I have had a food crush on India for as long as I can remember. I have been there a few times, and am always struck by the huge variety of vegetarian food, based on lentils, beans, potatoes, cauliflower, okra, peas, paneer cheese, fruit and spices. They always manage to combine strong and bold flavours with mild and sweet, into amazing soups, stews and stir-fries. In this recipe all the different spices trigger an explosion of flavours, which is rounded off with sweet, dried apricots and coconut milk. We often make our own spice blend, which basically is a way for us to increase the flavours of the standard supermarket curry spices.


Quantity Ingredient
1/2 tablespoon coriander seeds
1/2 teaspoon mustard seeds
1/2 teaspoon cardamom seeds
1/2 tablespoon curry powder
1/2 teaspoon ground cloves
1/2 teaspoon ground ginger
pinch chilli powder
6 unsulphured dried apricots, chopped
2-3 tablespoons Ghee, for frying
or 2-3 tablespoons coconut oil or extra virgin olive oil, for frying
1 small onion, finely chopped
2 garlic cloves, crushed
1 cauliflower, cut into florets
2 carrots, sliced
200g red lentils, rinsed
750ml coconut milk
200g spinach, coarsely chopped
sea salt
1 large handful coriander


  1. Start by making the spice blend. Grind the first coriander, mustard and cardamom seeds in a pestle and mortar. Add the curry powder, ground cloves, ground ginger, chilli powder and apricots and use your fingers to mix it together.
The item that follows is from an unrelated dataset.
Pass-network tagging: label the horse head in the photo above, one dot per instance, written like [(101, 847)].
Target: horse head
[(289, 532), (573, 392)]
  2. Heat the ghee in a large saucepan on medium heat. Add the spice blend and stir constantly with a wooden spoon. Fry until it smells fragrant and looks browned, but be careful the spices do not burn. If it feels too dry add a spoonful, or more, of water.
  3. Add the onion and garlic and fry a couple of minutes while stirring. Add the cauliflower and carrots and stir until they are fully coated by the spices. Now add the lentils, coconut milk, and 225 ml water and stir well and simmer, covered, for 15–20 minutes or until the vegetables and lentils are cooked through.
  4. Add the spinach and stir through. Top with the coriander and serve as it is or with cooked brown or wild rice. Add salt to taste.